For years, the Strep Pneumonia germ, that causes pneumonia in all ages and ear infections in kids, has gotten more and more resistant to Penicillin.
This has been a problem for years in Africa, where penicillin shots were used to treat everything, and in some areas were so popular that even the traditional healers gave the shots along with their herbs
Then the problem spread to Europe. In the US, the problem was mild, and you could treat these infections by merely doubling the dosage of Amoxicillin or using another antibiotic.
But doctors were worried about what could happen, so they went back to the days before Penicillin, and revived the Pneumonia shot.
This is why your doctor told you to get that Pneumonia shot: the shot protects you against some of the stronger strains of this germ. But the original Pneumonia shot didn’t work in kids, but scientists figured a way to make it work, so now we give a different pneumonia shot to kids under age two.
In kids, for years we saw ear infections that went on to meningitis and destroyed middle ears. Well, between the “HIB” shot against Haemophilus Influenza germ, and the new Pneumonia shot, doctors stopped worrying about it. Whereas when I started medicine, most docs did spinal taps on kids. I used to do a lot, but nowadays I just call in the Pediatrician to do the procedure, since I don’t do enough to keep in practice.

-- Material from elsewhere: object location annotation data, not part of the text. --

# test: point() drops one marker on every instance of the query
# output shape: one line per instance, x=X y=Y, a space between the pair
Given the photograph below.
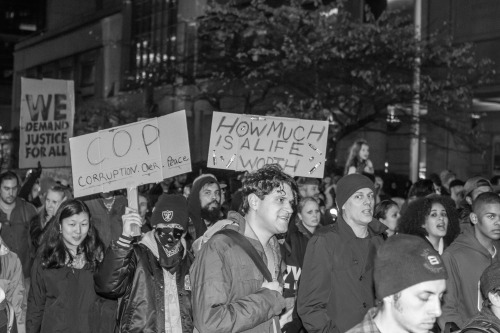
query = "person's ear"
x=473 y=218
x=494 y=299
x=253 y=201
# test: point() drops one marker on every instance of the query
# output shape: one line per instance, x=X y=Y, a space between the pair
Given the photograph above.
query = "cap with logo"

But now there is a report about the Strep Pneumonia germ resistance causing problems with ear infections. The infections didn’t go away, so the docs went back to doing an old treatment that predates my time in medical school: cutting a tiny hole into the ear drum to let the pus out. This prevents the infection from eating inward to cause damage (mastoiditis, meningitis/brain fever) or having the infection make a big hole in the ear drum, meaning it has to be fixed with surgery.

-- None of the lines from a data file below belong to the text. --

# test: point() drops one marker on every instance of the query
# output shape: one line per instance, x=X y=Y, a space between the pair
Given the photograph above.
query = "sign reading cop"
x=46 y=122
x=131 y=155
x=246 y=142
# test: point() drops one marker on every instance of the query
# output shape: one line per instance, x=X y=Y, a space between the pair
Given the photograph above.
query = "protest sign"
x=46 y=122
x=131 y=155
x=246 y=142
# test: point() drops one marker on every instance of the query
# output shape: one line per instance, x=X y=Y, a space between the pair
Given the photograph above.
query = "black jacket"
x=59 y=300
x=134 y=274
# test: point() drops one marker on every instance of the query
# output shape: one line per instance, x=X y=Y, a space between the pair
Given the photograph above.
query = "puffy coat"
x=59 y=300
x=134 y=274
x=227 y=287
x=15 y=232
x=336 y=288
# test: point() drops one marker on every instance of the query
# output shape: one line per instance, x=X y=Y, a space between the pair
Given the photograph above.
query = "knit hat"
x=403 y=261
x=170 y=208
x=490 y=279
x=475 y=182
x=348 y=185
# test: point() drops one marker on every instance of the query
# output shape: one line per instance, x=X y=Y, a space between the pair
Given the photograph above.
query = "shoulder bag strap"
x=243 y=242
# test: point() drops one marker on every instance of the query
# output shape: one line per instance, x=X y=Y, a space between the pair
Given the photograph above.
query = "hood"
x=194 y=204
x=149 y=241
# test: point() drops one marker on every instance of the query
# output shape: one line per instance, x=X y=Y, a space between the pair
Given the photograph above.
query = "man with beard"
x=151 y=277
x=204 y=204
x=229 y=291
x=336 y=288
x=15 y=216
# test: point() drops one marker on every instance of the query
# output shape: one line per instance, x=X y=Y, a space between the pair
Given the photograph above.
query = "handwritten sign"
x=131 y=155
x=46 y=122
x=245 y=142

The usual antibiotics, even in higher doses, don’t work, and for some of these kids, the only antibiotic that works are the “floxin” type antibiotics (quinolones) that are not supposed to be used in kids because the drug can cause an arthritis of the bone/cartilege of the large joints. But better a bad joint than being deaf or dead…
And what is more worrysome is that this Strep Pneumonia germ causes a very nasty pneumonia, one that killed young healthy people in the days before penicillin.